Inverse Trig Question (1 Viewer)

[CubanitaChilena]

Hey this is probably a really easy question, but I haven't found any examples in any of my textbooks on how to do it and we've only brushed really briefly on the inverse functions topic in class. The question is:

Find the exact value of:

sin(sin-1(4/5))

I put the question into my calculator and got 0.8... which could easily be turned into an exact answer, but I'm wondering if there is anymore to the question? Maybe some sort of trig formula is involved?? (we haven't done trig yet... we're heaps behind). I'm under the impression that:

sin-1(4/5) + cos-1(4/5)=π/2 is involved somehow... then again I have no clue. *shrug*

Any help would be appreciated.

Thanks.

 

[lyounamu]

Hey this is probably a really easy question, but I haven't found any examples in any of my textbooks on how to do it and we've only brushed really briefly on the inverse functions topic in class. The question is:

Find the exact value of:

sin(sin-1(4/5))

I put the question into my calculator and got 0.8... which could easily be turned into an exact answer, but I'm wondering if there is anymore to the question? Maybe some sort of trig formula is involved?? (we haven't done trig yet... we're heaps behind). I'm under the impression that:

sin-1(4/5) + cos-1(4/5)=π/2 is involved somehow... then again I have no clue. *shrug*

Any help would be appreciated.

Thanks.

Well, if that's the case, know your range and domain.
Inside the inverse sin, the value must be -1 <_ x <_ 1 (where x is any number)
And the inside the sin, the value must be -pi/2 <_ y <_ pi/2 (where y is any number)

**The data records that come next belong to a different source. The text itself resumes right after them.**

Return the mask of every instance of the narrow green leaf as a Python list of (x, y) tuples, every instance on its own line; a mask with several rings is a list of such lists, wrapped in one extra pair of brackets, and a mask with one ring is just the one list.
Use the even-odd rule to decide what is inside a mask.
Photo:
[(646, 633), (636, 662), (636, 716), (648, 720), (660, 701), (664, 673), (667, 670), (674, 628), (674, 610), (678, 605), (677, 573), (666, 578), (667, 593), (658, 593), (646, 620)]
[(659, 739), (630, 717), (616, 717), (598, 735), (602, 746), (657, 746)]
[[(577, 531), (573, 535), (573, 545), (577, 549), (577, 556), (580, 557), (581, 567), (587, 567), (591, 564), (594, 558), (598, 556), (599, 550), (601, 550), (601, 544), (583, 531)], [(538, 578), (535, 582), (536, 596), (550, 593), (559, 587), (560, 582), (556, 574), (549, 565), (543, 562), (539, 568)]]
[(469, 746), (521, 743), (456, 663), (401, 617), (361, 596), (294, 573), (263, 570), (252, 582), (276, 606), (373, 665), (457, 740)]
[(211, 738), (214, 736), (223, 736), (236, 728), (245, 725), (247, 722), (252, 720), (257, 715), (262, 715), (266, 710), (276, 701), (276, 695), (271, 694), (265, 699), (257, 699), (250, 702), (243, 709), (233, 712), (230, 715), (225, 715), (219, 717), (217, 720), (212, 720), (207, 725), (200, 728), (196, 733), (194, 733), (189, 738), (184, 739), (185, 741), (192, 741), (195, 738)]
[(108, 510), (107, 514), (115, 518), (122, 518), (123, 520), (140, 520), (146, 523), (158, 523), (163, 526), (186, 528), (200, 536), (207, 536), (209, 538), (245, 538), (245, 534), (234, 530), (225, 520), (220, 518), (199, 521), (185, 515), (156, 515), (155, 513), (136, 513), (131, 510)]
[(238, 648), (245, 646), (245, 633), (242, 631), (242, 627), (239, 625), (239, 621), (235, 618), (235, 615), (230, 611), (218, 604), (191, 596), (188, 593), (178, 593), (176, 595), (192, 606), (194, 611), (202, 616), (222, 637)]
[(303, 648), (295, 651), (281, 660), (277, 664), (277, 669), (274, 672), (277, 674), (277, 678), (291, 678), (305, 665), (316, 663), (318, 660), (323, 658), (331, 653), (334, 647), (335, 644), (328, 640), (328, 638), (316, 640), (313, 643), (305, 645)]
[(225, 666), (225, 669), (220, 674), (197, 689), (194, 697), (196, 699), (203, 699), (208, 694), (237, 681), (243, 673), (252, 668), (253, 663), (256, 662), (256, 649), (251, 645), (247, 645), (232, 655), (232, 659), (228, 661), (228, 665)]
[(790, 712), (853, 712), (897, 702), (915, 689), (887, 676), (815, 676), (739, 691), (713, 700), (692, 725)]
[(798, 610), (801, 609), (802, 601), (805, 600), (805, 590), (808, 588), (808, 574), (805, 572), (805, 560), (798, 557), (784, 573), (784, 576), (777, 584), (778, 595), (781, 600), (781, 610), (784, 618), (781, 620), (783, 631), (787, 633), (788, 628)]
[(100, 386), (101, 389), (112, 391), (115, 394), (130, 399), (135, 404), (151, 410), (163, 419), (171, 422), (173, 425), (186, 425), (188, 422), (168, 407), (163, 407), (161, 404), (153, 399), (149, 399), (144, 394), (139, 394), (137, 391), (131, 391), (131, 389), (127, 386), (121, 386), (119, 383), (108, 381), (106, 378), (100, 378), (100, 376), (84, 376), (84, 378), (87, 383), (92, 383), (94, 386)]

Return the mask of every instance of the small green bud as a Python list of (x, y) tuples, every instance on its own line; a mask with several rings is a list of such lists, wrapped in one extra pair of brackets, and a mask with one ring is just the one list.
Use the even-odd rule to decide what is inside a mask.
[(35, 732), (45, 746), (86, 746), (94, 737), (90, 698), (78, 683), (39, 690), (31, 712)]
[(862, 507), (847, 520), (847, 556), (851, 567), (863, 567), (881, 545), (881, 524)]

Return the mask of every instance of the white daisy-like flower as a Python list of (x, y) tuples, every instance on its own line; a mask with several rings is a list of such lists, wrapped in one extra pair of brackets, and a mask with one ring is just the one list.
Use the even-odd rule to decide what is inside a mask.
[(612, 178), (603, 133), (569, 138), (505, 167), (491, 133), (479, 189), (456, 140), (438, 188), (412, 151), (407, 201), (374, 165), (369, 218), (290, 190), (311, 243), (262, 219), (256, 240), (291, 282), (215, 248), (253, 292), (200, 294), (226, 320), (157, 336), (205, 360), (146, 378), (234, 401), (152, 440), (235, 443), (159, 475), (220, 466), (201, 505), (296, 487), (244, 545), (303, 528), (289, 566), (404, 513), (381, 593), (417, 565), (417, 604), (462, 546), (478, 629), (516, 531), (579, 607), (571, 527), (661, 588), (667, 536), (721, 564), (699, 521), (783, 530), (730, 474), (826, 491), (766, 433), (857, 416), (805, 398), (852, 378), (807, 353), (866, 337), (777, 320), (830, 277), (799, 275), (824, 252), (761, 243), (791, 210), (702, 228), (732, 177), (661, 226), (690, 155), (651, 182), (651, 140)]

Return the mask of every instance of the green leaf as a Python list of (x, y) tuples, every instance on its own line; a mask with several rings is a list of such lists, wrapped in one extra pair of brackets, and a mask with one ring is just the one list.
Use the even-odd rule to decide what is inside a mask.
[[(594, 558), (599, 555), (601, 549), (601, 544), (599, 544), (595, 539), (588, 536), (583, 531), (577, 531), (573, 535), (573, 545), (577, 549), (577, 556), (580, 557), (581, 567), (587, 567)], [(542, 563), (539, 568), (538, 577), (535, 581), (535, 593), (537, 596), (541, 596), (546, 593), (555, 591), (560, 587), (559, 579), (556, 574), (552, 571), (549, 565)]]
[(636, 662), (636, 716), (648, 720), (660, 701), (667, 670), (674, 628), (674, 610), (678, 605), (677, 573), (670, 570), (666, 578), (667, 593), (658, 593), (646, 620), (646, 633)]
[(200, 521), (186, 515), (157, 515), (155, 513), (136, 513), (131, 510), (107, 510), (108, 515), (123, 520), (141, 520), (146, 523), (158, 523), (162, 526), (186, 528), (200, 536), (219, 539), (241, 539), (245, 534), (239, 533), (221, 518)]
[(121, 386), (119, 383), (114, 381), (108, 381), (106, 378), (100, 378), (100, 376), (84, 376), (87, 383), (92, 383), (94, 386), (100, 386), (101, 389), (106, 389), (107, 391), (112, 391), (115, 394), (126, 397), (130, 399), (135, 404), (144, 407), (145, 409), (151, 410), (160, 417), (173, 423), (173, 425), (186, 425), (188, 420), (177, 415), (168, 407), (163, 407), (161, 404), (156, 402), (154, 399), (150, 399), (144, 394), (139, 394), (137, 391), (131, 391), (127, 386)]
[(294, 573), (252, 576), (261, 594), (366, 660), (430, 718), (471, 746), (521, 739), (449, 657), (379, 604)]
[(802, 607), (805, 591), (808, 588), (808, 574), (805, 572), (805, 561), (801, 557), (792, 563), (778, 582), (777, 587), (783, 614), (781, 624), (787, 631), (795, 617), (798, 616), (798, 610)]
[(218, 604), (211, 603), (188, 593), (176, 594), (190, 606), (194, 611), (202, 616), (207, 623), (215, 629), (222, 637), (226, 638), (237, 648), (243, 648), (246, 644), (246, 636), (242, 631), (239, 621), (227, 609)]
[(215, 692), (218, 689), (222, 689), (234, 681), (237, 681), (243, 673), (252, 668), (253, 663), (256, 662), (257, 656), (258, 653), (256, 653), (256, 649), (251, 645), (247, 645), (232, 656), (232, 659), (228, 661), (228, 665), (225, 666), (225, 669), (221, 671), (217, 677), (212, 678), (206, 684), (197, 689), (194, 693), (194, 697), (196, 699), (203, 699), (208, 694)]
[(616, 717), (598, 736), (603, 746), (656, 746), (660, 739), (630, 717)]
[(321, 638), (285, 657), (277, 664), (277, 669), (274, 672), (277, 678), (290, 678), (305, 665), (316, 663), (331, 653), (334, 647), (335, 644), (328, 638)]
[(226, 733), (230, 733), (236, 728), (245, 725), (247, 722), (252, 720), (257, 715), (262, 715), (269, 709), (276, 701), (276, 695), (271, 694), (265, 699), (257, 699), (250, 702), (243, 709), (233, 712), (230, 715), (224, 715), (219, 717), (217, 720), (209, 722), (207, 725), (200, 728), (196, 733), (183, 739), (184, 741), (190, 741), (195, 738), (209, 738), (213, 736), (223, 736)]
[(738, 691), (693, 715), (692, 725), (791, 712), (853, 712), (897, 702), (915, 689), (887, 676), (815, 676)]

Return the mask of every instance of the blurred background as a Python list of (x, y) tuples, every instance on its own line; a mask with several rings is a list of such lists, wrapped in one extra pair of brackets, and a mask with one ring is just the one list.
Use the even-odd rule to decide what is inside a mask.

And there is nothing to it apart from that as long as the questions satisfies the following requirement

You will use trig formula when you get question like sin-1(4/5) + cos-1(4/5)

 

[CubanitaChilena]

Wait, I just realised 0.8=4/5 *slaps forehead in idiocy*

So 4/5 is the answer then?

So then sin(sin-1(a)) = a ?

How would that extend to:

cos(sin-1(4/5))

tan(cos-1(12-13))

?

 

[Aerath]

Find the exact value of:

sin(sin-1(4/5))

I put the question into my calculator and got 0.8... which could easily be turned into an exact answer, but I'm wondering if there is anymore to the question? Maybe some sort of trig formula is involved?? (we haven't done trig yet... we're heaps behind).

Since you're going forward, and then backwards, you don't need to be careful.
F[F^-1(x)] = all values of x

You only have to be careful if you go the other way around:
F^-1[F(x)] = x, only if x is within the restriction.

 

[lyounamu]

Wait, I just realised 0.8=4/5 *slaps forehead in idiocy*

So 4/5 is the answer then?

So then sin(sin-1(a)) = a ?

How would that extend to:

cos(sin-1(4/5))

tan(cos-1(12-13))

?

Yep.

Well, it depends. (referring to the next question)

As I said, a must be between certain limits. Look my older post.

cos(sin-1(4/5)) = cos(cos-1(3/5) = 3/5
tan(cos-1(12/13)) = tan(tan-1(5/12) = 5/12

 

[CubanitaChilena]

Okay, that makes sense...

Only, how did you convert sin-1(4/5) to cos-1(3/5)? (the same with cos to tan)

Edit* Nevermind... figured it out (duh *slaps self again*)

Thanks for the help =D

 

[midifile]

Okay, that makes sense...

Only, how did you convert sin-1(4/5) to cos-1(3/5)? (the same with cos to tan)

let x = sin-1(4/5)
therefore sinx = 4/5
then draw a triangle of this and the other side will be 3 (using pythagoris)
using the cos ratio cosx=3/5
therefore x= cos-1(3/5)
so sin-1(4/5) = cos-1(3/5)

The same can be done with cos and tan

 

[conics2008]

Hey buddy regarding your question. you can use a right angel triangle to prove

things involving cos sin and tan.. its helpful.

and see the guy/girl above me thats the correct way on doing these questions. yeah you can also just bash them in your calculator and still get the right answer but the poster above me did the proper working out.